I've been using solarwinds for a while now but have never really needed to mess with the database, our NPM is getting slower & slower so I asked our SQL guy to have a look at the database and he has said.
"'Your database is actually only 2.5 Gb. The files are bigger but are half empty. There are only a few tables of any significant size but it would appear that no index rebuilds are being done as they are very badly fragmented which can kill performance. I need to implement index rebuilds before I can go much further because although it may not completely cure the problem, if it isn't done we won't be able to see the wood for the trees. I will also need to know when the best time is to run the job (sometime at night?), which will be a scheduled task run weekly.
The other thing which jumped out immediately was one large table ("NPM_ScheduledJobJournal" with 1.7 million rows) with no indexes at all. I would like to add at least a clustering index to this. Would that be OK? Other than that the database looks fairly well structured."
and after I asked him if doing this would effect the 24\7 running of the application he said
"When the index rebuild runs it will lock each table in turn as it is rebuilt. We usually schedule rebuilds at a time when there is little server activity, but if you're running 24x7 that won't be possible. What should happen is that any updates from the application will queue while the table is locked, but with the size of some of the tables in this database (there are two with over 6 million rows which actually comprise the majority of the database) each one could take a couple of minutes. If the application tries to update that table while it is being rebuilt, whether it will succeed or fail depends on how long a time-out period the application has set. The default is 5 minutes and if that is what it uses then we shouldn't see any issues, but it is entirely under the control of the application and if it has set a much shorter time out then we will see errors.
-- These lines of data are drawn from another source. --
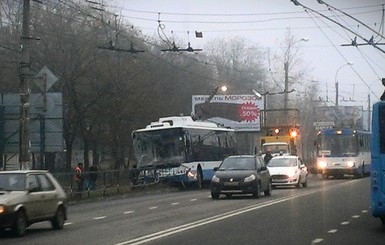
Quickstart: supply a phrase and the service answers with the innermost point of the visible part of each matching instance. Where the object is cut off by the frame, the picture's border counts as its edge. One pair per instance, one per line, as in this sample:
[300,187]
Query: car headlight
[350,164]
[215,179]
[249,178]
[2,209]
[322,164]
[291,173]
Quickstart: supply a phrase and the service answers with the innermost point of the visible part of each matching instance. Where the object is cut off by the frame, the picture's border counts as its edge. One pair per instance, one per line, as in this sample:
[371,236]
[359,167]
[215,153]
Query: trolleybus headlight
[350,164]
[291,173]
[215,179]
[249,178]
[322,164]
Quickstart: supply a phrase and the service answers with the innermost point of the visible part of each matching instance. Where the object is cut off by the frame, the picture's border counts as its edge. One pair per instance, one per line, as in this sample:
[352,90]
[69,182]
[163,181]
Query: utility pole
[369,114]
[24,72]
[286,98]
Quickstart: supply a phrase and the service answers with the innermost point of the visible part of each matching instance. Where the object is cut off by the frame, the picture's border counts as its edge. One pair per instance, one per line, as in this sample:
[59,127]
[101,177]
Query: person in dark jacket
[267,157]
[93,177]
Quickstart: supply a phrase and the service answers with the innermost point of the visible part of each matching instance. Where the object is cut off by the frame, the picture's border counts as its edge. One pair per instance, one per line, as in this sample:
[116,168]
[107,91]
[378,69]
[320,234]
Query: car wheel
[325,176]
[20,224]
[57,221]
[268,191]
[214,195]
[257,192]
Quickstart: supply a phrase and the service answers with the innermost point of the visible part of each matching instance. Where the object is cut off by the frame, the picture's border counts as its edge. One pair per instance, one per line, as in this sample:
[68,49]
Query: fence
[108,182]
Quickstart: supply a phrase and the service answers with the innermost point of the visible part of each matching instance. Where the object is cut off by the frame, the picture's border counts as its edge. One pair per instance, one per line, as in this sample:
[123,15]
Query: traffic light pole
[24,70]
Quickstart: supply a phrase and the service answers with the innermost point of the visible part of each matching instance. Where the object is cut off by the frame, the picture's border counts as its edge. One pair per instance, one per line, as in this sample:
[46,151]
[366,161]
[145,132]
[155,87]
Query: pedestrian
[79,178]
[268,156]
[93,177]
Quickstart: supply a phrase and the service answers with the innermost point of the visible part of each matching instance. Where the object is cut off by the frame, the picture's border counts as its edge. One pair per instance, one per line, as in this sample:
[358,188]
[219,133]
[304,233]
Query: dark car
[241,174]
[30,196]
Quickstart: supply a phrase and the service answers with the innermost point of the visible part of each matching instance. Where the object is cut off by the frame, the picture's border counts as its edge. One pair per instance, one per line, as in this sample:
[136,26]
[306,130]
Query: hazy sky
[265,22]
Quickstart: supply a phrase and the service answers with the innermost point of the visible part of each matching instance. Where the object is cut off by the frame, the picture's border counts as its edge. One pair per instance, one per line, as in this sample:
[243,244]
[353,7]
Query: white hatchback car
[30,196]
[287,171]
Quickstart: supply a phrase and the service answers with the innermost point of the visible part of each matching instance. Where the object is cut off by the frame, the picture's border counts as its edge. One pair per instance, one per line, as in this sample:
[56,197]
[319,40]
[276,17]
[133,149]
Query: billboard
[47,123]
[240,112]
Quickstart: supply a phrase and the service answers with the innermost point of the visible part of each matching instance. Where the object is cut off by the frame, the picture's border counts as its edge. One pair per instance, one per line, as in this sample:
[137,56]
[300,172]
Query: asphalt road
[326,212]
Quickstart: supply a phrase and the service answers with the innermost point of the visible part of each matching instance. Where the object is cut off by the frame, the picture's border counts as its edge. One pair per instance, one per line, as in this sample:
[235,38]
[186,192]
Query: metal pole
[286,98]
[24,67]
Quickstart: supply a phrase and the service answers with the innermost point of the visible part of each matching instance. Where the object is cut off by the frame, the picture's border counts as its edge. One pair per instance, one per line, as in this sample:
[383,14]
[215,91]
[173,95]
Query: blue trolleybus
[378,161]
[343,151]
[181,150]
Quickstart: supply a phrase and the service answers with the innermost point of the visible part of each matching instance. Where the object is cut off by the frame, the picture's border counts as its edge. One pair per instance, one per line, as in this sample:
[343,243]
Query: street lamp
[336,81]
[286,68]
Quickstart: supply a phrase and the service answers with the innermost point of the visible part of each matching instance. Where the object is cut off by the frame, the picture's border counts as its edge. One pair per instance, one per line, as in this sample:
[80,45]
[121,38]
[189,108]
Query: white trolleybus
[181,150]
[343,151]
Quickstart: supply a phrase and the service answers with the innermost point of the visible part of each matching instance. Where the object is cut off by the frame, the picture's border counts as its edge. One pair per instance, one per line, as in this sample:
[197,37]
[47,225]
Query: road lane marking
[100,217]
[318,240]
[215,218]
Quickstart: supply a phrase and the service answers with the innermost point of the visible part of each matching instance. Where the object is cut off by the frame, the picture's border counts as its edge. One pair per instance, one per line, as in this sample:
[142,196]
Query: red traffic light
[276,131]
[293,133]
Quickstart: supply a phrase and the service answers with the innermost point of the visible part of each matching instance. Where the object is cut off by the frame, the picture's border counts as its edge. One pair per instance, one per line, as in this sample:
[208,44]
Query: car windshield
[12,182]
[282,162]
[238,163]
There isn't really any way round this with the edition of SQL Server you are using (SQL Server 2005 Enterprise Edition can do on-line index rebuilds, but it comes at a cost).
I wonder if it is worth you running this by the application vendor, as I'm sure they must come across this issue often if their software is designed for 24x7 operation."
Sorry if this turned out to be a rather long post but has anyone here had similar problems and do we know the timeout for the application when the tables are locked?
thanks for bothering to read this one!